Happy Wednesday and Day 209 of Another 100 Days of Hannah ...and Counting, y'all!
I feel like I had a thought on what to blog about tonight… now, what was it?
Yeah, it’s not coming to me, so I guess I’ll just start writing again and see what happens.
Do y’all have mentors in your lives? You know, people who you can go to with the hard things for wisdom and encouragement?
If I’m honest, there have probably been several people over the years who have served in a mentor-like role for me – my undergrad piano teacher, my residency advisor, and my organ teacher to name a few. Out of these though, the one area that I feel like I’ve had the fewest mentors in is my faith.
Sure, there have been pastors and Sunday School teachers who have been there on Sundays, but there have been very few people in my life whom I feel comfortable actually going to with questions about this Christian walk.
Y’all, I’m no expert, but I’m pretty sure that’s not how it’s supposed to be. As the body of Christ, we are meant to be unified – to be a family – working together to build each other up into the fullness of Christ. Yet, so often, I feel like faith is something that is either kept quiet or left for Sunday morning’s.
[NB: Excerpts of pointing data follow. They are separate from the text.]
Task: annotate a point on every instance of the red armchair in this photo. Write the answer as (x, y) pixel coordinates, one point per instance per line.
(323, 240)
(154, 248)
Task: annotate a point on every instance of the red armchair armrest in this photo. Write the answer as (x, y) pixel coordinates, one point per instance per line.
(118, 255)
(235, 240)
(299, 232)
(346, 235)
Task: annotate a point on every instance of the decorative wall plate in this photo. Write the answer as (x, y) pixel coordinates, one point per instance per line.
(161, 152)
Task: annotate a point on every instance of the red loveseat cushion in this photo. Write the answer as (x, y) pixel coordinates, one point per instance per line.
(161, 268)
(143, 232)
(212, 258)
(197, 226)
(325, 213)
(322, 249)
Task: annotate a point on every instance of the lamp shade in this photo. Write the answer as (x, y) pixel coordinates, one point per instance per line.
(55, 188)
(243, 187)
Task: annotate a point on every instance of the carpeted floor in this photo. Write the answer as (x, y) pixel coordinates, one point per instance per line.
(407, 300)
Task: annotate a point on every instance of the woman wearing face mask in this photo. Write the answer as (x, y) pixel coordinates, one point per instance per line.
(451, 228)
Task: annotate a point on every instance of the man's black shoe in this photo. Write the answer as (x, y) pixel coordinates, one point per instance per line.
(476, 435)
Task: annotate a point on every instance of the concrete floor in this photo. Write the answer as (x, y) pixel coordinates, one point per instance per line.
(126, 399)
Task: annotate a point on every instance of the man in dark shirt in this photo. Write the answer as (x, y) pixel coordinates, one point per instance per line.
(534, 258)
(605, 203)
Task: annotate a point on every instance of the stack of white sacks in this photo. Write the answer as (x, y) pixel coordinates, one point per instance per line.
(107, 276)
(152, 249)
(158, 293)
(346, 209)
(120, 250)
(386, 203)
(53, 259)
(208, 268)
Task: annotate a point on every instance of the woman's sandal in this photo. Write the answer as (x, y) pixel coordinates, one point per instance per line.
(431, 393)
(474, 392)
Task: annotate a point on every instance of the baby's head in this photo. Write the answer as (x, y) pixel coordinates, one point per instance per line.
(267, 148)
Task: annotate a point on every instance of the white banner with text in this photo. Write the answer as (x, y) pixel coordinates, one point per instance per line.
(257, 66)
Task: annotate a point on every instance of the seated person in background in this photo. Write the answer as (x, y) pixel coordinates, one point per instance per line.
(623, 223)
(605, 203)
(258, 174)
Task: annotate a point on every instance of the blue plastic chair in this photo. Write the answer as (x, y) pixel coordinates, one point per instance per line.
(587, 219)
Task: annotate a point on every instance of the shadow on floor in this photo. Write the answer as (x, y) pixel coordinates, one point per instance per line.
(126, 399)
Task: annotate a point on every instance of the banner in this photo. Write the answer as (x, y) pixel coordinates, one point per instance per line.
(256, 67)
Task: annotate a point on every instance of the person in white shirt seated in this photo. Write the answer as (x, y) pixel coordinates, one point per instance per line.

Unfortunately, in most of my life, that disconnect is a barrier that I really don’t know how to breach. I’m not the most vulnerable person and quite honestly don’t want to have deep, meaningful conversations with just anyone, but yet, I feel guiltily responsible for any times that I have the opportunity for more depth, yet choose to remain in superficial conversation.
However, I can’t help but wonder if part of this fellowship, this community, is found in intentionality – simply setting aside time to dedicate to meaningful conversation, rather than simply hoping that sitting reactants in close proximity will create the desired products.
If that’s the case, well, y’all, I guess I’ve got work to do.